En Europe, la domination des géants américains et chinois des réseaux sociaux suscite des interrogations croissantes. Meta (propriétaire d'Instagram et Facebook), X (anciennement Twitter) détenu par Elon Musk, ou encore TikTok de ByteDance sont accusés de ne pas lutter suffisamment contre la désinformation, de favoriser la polarisation via leurs algorithmes et de négliger la protection des données personnelles. Plusieurs pays européens débattent par ailleurs d’une interdiction des réseaux sociaux pour les mineurs, à l’image de l’Australie qui a déjà franchi le pas en décembre dernier.

Des alternatives déjà existantes

Des plateformes conçues en Europe cherchent à répondre à ces préoccupations. La plus connue est Mastodon, développée en Allemagne. Conçue comme une alternative à X, elle se distingue par son fonctionnement décentralisé : les données ne sont pas stockées sur un serveur unique mais réparties entre plusieurs instances indépendantes.

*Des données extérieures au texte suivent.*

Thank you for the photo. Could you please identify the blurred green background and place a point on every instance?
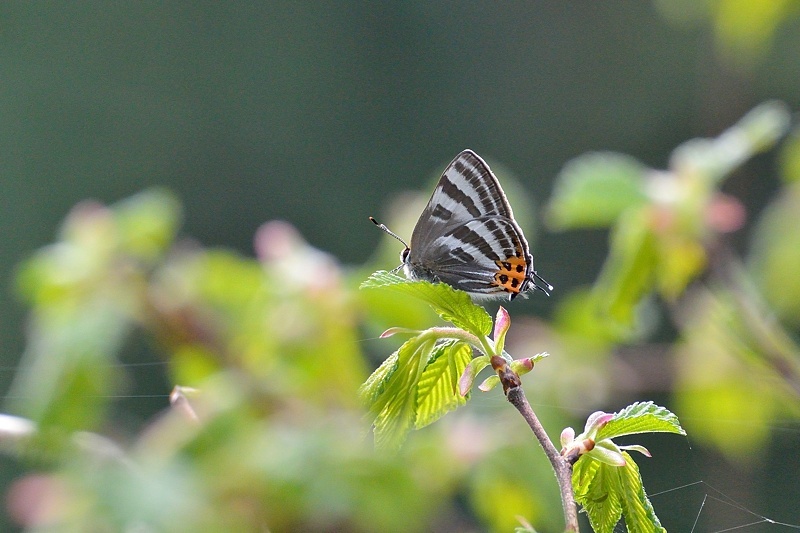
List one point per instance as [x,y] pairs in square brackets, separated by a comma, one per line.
[323,114]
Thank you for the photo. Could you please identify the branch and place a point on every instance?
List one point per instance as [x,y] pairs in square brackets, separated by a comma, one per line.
[562,466]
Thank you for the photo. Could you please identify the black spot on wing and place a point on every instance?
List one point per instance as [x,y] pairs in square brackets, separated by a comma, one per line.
[441,213]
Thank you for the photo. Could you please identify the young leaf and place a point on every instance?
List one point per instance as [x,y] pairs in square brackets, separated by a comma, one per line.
[608,493]
[640,417]
[597,489]
[594,189]
[636,507]
[452,305]
[437,391]
[376,382]
[392,392]
[628,273]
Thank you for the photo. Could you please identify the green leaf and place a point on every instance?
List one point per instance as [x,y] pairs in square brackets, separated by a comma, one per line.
[641,417]
[597,490]
[628,273]
[437,391]
[607,493]
[594,189]
[393,392]
[376,383]
[452,305]
[636,507]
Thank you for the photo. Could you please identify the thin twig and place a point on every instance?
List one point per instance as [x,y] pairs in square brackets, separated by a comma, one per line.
[561,466]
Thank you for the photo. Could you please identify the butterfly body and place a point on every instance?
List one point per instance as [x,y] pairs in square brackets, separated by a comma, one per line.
[467,236]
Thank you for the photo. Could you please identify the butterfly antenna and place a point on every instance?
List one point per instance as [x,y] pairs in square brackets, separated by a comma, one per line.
[544,286]
[388,231]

La France a également lancé PeerTube, une plateforme de partage de vidéos développée par l’association à but non lucratif Framasoft. Elle se positionne comme une concurrente de YouTube, le service du groupe Alphabet (maison mère de Google).

L’application française BeReal a connu un bref engouement en 2022. Son principe : les utilisateurs ne peuvent publier qu’une seule image par jour, à un moment variable, sans possibilité de retouche. L’objectif annoncé est de limiter le potentiel d’addiction souvent associé aux réseaux sociaux traditionnels.

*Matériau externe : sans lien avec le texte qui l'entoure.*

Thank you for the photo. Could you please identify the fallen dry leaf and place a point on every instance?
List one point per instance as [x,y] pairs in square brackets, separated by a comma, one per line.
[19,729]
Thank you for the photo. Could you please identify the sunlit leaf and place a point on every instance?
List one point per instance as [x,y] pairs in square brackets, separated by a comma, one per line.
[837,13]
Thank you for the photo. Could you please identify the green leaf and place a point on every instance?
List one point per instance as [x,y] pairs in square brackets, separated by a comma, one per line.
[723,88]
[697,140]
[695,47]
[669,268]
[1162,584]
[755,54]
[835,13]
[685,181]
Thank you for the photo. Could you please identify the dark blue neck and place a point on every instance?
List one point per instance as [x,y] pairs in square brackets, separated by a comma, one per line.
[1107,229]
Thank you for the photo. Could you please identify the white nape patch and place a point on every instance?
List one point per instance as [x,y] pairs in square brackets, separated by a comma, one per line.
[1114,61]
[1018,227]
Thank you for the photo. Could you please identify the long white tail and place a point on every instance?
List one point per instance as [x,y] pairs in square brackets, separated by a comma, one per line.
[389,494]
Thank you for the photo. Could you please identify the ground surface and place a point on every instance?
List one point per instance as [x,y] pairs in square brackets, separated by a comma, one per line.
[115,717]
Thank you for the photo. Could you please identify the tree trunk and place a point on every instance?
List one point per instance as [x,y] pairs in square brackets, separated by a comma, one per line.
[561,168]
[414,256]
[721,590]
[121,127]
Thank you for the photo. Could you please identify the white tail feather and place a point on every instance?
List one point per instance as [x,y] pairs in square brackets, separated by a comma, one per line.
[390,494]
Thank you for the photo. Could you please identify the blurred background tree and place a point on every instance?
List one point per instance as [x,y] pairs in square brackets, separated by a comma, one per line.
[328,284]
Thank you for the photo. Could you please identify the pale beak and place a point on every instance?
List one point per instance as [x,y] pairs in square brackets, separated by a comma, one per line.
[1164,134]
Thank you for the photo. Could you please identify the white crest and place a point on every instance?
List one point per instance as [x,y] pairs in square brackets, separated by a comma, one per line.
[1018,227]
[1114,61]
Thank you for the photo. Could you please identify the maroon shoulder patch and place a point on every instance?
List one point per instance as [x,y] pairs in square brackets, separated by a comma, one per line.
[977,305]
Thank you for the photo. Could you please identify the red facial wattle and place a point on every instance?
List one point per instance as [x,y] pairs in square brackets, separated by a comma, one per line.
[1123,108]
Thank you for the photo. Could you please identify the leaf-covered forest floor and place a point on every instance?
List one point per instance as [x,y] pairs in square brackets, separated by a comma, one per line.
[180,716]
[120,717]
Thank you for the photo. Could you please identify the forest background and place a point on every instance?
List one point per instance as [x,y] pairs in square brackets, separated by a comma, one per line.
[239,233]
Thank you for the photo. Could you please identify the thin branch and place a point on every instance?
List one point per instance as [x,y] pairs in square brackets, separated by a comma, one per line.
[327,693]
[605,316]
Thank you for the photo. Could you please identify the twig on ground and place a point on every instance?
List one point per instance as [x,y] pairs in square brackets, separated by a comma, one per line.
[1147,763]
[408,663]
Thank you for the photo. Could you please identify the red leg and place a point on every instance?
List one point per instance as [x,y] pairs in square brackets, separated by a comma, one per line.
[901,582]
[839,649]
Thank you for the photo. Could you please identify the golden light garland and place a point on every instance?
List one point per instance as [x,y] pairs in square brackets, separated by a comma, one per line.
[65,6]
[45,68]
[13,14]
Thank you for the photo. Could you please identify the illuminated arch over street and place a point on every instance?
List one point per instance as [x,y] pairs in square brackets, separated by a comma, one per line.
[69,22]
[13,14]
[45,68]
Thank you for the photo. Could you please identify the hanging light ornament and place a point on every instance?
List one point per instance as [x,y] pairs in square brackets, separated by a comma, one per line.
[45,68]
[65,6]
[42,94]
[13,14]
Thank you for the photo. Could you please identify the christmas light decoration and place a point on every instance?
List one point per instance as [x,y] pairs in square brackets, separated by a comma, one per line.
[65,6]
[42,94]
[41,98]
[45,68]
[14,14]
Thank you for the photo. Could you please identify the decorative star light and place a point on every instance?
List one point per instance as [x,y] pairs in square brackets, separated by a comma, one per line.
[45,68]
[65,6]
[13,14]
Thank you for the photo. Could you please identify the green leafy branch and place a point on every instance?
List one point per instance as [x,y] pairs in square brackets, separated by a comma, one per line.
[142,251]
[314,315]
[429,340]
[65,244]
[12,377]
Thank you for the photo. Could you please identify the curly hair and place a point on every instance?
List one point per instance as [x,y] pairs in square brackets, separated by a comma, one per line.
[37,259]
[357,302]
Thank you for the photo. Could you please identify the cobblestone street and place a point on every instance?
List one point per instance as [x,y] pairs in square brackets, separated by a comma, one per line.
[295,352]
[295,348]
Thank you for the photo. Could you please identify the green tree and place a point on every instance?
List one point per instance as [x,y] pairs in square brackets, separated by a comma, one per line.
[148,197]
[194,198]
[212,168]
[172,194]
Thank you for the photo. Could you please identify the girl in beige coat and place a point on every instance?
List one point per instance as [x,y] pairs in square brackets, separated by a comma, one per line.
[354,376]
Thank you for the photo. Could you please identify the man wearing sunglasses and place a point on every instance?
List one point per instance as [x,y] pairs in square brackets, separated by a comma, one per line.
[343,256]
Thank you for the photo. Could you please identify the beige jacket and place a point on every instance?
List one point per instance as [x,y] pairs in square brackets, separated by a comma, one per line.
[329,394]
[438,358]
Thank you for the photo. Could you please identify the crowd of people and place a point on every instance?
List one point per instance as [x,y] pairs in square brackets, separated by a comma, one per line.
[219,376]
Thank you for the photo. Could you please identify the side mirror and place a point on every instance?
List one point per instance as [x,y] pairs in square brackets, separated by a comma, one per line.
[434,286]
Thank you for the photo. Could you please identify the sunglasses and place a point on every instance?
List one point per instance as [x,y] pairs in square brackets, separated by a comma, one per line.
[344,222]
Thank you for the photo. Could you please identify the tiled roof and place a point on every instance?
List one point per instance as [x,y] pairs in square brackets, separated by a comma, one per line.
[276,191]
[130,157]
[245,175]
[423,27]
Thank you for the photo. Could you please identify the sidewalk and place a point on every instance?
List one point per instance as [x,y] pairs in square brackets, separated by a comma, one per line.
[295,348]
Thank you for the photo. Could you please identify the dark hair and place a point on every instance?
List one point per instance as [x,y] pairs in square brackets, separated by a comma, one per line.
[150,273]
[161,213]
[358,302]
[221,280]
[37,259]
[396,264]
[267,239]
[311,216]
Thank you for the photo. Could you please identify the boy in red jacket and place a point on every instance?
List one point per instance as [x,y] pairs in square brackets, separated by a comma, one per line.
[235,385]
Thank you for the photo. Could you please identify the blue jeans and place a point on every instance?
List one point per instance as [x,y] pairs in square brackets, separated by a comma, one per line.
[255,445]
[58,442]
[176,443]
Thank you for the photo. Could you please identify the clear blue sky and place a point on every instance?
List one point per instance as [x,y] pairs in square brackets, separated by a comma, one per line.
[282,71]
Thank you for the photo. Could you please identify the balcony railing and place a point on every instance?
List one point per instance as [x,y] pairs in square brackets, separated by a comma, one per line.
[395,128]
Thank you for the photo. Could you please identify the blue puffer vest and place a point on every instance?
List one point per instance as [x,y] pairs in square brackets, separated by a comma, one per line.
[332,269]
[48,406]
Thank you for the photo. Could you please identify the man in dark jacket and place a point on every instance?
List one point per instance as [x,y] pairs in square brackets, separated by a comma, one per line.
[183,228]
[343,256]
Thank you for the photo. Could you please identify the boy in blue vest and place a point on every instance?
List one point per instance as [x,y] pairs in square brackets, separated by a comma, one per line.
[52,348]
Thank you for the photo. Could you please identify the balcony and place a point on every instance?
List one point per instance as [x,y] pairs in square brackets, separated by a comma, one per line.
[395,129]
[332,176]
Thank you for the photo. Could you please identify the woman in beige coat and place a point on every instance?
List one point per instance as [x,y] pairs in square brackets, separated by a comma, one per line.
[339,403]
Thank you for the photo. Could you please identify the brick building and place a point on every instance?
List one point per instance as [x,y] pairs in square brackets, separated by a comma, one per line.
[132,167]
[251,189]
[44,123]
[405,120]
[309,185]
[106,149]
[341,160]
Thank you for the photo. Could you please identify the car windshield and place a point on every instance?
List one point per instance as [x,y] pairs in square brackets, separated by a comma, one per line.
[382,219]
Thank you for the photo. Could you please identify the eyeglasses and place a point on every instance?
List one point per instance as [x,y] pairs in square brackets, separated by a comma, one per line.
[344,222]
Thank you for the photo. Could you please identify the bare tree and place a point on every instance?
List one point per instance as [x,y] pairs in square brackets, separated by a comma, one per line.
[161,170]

Des réseaux respectueux des données

Aux Pays-Bas, le réseau Eurosky propose un accès à des réseaux sociaux indépendants. Il se distingue par un stockage des données décentralisé et conforme au Règlement général sur la protection des données (RGPD) de l’Union européenne.

Plus récemment, l’application suédoise W Social a été lancée symboliquement le 9 mai, à l’occasion de la Journée de l’Europe. Son objectif affiché est de restaurer la confiance des utilisateurs.

Un contexte de défiance

Ces initiatives interviennent dans un climat de méfiance envers les grandes plateformes. Les autorités de sécurité européennes ont mis en garde contre les pratiques de stockage de données de TikTok (ou de sa société mère ByteDance), dont l’ampleur exacte reste inconnue. Des allégations de proximité avec le gouvernement chinois et le Parti communiste ont également alimenté les inquiétudes.

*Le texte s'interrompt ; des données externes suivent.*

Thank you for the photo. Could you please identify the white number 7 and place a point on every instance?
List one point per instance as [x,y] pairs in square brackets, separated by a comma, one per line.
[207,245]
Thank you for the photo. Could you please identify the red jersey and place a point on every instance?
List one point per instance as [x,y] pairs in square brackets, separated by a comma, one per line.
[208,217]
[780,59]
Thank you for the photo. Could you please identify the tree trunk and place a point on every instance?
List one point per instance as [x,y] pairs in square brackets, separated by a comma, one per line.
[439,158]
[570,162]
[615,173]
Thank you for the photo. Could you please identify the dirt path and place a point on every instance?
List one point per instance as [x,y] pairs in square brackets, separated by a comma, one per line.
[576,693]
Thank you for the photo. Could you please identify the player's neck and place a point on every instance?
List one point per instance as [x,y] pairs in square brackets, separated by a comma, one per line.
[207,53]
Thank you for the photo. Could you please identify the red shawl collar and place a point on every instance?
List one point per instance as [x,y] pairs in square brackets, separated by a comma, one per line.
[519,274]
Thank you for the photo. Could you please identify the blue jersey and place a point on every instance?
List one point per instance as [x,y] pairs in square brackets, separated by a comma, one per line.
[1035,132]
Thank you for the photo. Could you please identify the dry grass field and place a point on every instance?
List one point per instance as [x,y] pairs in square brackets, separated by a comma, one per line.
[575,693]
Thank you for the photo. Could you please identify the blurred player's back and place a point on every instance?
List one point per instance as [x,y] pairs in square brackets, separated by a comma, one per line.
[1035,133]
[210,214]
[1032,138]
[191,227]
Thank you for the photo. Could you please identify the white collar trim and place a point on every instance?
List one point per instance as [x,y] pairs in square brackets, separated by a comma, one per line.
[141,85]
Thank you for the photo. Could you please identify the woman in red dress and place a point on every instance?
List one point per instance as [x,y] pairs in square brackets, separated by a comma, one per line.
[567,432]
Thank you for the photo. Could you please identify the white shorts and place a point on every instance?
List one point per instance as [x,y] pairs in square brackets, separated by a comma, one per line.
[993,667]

Les critiques visent aussi les algorithmes qui, selon les détracteurs, favorisent les contenus extrêmes et ne font pas assez pour endiguer les fausses informations. La protection des données est particulièrement pointée du doigt dans le cadre de la publicité personnalisée et de l’entraînement des intelligences artificielles internes.

Un avenir à construire

Si ces alternatives existent, leur adoption reste limitée face à des poids lourds comptant jusqu’à 3 milliards d’utilisateurs pour Instagram et près de 2 milliards pour TikTok. L’Union européenne multiplie les efforts législatifs pour encadrer ces géants, mais la capacité des plateformes européennes à séduire le grand public demeure un défi de taille.